El cuarto de siglo transcurrido desde la
creación del SELA nos ofrece la ocasión de hacer, por encima de la retórica festiva, un
balance descarnado y honesto de su significación para la región.
Empecemos recordando que el SELA es la única
organización latinoamericana. Ni la OEA, ni el BID, ni la CEPAL lo son por su
composición. Ni ALADI por su membresía restringida.
El SELA fue, en cierto modo, una creación
tardía.

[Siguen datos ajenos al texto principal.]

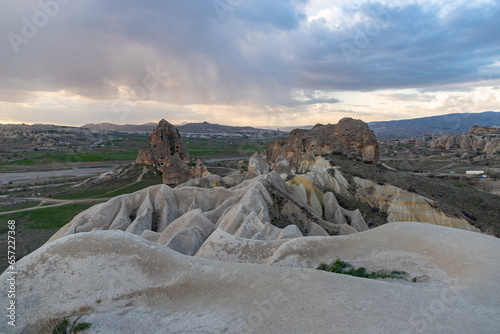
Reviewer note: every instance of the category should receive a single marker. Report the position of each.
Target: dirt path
(61, 202)
(56, 203)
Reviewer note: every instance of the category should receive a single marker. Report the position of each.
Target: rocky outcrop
(166, 151)
(404, 206)
(265, 204)
(349, 137)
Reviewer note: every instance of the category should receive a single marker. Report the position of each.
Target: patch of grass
(46, 218)
(130, 189)
(341, 267)
(80, 327)
(19, 206)
(61, 327)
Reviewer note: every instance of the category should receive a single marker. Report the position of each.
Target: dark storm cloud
(257, 51)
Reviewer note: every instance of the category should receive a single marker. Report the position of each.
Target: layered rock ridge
(349, 137)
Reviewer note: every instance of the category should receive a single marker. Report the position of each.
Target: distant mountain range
(434, 125)
(401, 129)
(206, 127)
(203, 127)
(115, 127)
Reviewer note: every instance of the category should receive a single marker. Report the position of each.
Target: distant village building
(475, 172)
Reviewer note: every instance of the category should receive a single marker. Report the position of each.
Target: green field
(85, 156)
(24, 205)
(46, 218)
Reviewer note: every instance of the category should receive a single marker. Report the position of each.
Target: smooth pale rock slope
(122, 283)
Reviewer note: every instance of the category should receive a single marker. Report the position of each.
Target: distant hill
(203, 127)
(206, 127)
(434, 125)
(116, 127)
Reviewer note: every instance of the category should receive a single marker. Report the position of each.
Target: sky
(246, 62)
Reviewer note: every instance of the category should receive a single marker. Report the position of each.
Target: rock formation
(350, 137)
(166, 151)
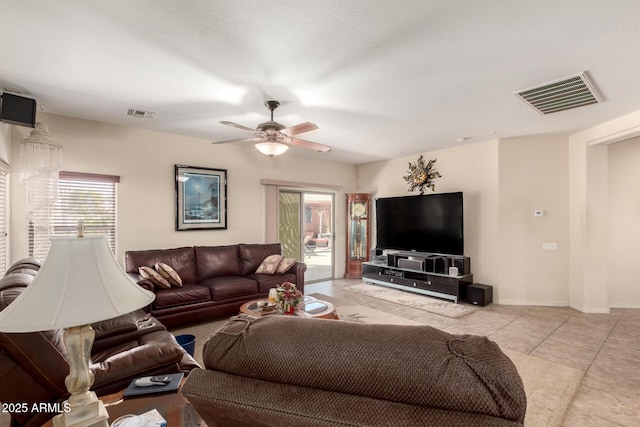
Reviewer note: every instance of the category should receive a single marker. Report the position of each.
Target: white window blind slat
(87, 197)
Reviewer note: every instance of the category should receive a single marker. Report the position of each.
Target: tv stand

Para 1975 hacía un cuarto de siglo que Europa se comenzaba a organizar como
comunidad, y hacía tiempo que existían la Liga de Estados Árabes y la Organización de
la Unidad Africana.
Pero fue una decisión histórica, de un coraje
y una visión sin precedentes. Establecer por primera vez una organización exclusivamente
latinoamericana -lo que en buena cuenta quería decir con Cuba y sin Estados Unidos,
Canadá o los países con colonias en la región- donde los latinoamericanos pudieran
coordinar sin los vetos ajenos, las restricciones estatutarias y los tapujos de las
otras organizaciones la defensa de sus propios intereses fue un paso revolucionario
y emancipador en la construcción de la institucionalidad latinoamericana, que la América
Latina debe a Carlos Andrés Pérez y a Luis Echeverría.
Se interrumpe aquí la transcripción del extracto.